La portavoz del Govern, Patrícia Plaja, ha definido el 12 de octubre, día de la Fiesta Nacional de España, como la "efeméride de un genocidio". Una fecha en la que “no hay nada que celebrar”, como solía decirse en el Quinto Centenario del descubrimiento de Ultramar, que ya se había descubierto a sí mismo, mucho antes. No sabe la joven Plaja que el mundo latino siente como suya la Latinoamérica que abunda en los corazones de los que hemos hecho de aquellas tierras un suelo común. No sabe que Hispanoamérica es una cultura, no solo del castellano sino también del sentir. Plaja no ha bajado a los valles profundos del volcán Cotopaxi; su somnolencia nacionalista no despierta ni ante los densos destinos de la selva amazónica de Henri Michaux, hoy castigada por las multinacionales extractivas.

Todos conocen que las tropas realistas españolas fueron derrotadas por Sucre, líder de la independencia ecuatoriana; memorizan las batallas de Simón Bolivar y del general San Martín, que llegó a caballo desde Patagonia hasta el puerto de Guayaquil para reunirse con el Libertador. Mucho después de la descolonización, Plaja y su Govern tiran al muñeco, sin pensar, sin ni siquiera imaginar, que la Latinoamérica de hoy es el jardín de las Hespérides. Tiran a voleo, igual que lo hace Díaz Ayuso, desde el otro extremo, cuando compara los movimientos indigenistas con el comunismo y afirma que la hispanidad solo llevó “libertad, paz y prosperidad al continente”; ayer fue su Día de la Raza y el de Casado, con la Hispanidad como lo más destacado de la “romanización”, el invento que Aznar recogió de los años del Antiguo Régimen, cuando se hablaba de la madre patria. Su Hispanidad no cuestiona en el daño causado por un sistema de dominación y explotación racial y sus defensores no aceptan autocrítica alguna; no han oído hablar de la Serpiente Emplumada, las tropas españolas de Cortés y Pizarro, y tampoco conocen la Noche Triste de los hombres --“montados en bestias, con fuego en las manos y cubiertos de metal”, como dice la canción de Amparo Ortega-- que sin embargo sintieron en lo más hondo el latido del Nuevo Mundo.
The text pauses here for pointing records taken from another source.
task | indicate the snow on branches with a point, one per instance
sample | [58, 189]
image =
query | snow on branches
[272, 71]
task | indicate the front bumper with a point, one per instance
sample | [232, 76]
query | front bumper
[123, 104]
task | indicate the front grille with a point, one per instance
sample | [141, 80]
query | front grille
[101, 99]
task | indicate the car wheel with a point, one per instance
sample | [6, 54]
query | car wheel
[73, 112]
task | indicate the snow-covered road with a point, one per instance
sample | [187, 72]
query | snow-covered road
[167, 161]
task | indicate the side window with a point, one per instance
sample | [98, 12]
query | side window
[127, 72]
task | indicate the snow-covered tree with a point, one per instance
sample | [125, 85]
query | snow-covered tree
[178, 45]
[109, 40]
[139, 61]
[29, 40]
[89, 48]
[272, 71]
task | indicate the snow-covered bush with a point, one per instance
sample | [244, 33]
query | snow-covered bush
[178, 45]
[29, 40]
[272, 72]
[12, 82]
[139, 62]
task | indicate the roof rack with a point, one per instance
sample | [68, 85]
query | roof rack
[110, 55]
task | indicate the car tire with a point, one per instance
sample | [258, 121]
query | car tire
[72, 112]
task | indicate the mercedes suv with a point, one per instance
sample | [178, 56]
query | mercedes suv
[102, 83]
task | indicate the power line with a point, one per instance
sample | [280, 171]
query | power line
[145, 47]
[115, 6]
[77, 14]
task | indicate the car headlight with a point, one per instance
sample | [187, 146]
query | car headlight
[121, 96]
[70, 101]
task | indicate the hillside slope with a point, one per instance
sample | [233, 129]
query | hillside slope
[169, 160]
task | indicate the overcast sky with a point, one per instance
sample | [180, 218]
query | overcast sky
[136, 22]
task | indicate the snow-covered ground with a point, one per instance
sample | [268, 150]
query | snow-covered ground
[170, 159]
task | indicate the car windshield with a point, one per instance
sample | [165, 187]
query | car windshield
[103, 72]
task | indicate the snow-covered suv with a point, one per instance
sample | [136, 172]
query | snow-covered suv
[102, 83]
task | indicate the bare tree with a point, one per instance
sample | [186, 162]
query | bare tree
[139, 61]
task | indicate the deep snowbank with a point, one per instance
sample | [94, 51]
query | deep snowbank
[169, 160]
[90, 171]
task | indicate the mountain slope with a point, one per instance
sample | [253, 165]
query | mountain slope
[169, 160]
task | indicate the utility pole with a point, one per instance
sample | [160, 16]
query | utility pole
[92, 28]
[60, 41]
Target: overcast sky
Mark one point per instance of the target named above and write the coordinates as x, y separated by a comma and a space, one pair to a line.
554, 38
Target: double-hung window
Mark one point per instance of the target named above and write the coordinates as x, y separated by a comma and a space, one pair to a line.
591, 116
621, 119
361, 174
Y sobre este latido, aunque rugiendo pólvora sobre el mantel que diría Octavio Paz, se ha edificado una cultura común, la de Miguel Ángel Asturias, Pablo Neruda, Juan Bosch, Augusto Roa Bastos, García Márquez o Carlos Fuentes. Se han levantado altares de convivencia y respeto entre las dos orillas del Atlántico, germinados en encuentros entre genios como José Martí y Rubén Darío, maestro y discípulo; el primero, formado en la metrópoli española, mártir de la independencia cubana en Dos Ríos y el segundo, volcado hacia nosotros a través de Azul, su gran poemario.

Es la hora de Latinoamérica desde el día en que Rulfo escribió Pedro Páramo, el último canto rural, cuya acción desembocó en modernidad en el momento en que apareció La región más transparente de Fuentes, rematada por La manzana de oro, de Sergio Ramírez, hoy alejado de su país, Nicaragua, a causa de la idolatría populista de su presidente. La Hispanidad no es neutral, pero inaugura la Hispanoamérica de hoy, huella profunda de una cultura híbrida y hermanada mas allá de sus orígenes. Son los intelectuales americanos del último siglo los que han desmontado la herencia colonial. ¿Cómo? Han unido en vez de separar. Y tengo a mano una lista que va de Roa Bastos hasta Mutis pasando por Allende, Laura Esquivel, Alejo Carpentier o Cabrera Infante. Nadie abrazado a una bandera es más que el otro.

Por eso resulta patético el grito de no hay “nada que celebrar” lanzado por Patrícia Plaja y exigido por los políticos soberanistas sobre las espaldas de un país que se sobrepone siempre, como demostró Barcelona en tanto que capital editorial de los años del boom. Las Indias hispanas han forjado un constructo de futuro gracias al castellano, la lengua común; y es ahí donde le duele al nacionalismo catalán, porque no advierte que la suma del castellano a la lengua hermana, el catalán, nunca resta; solo enriquece.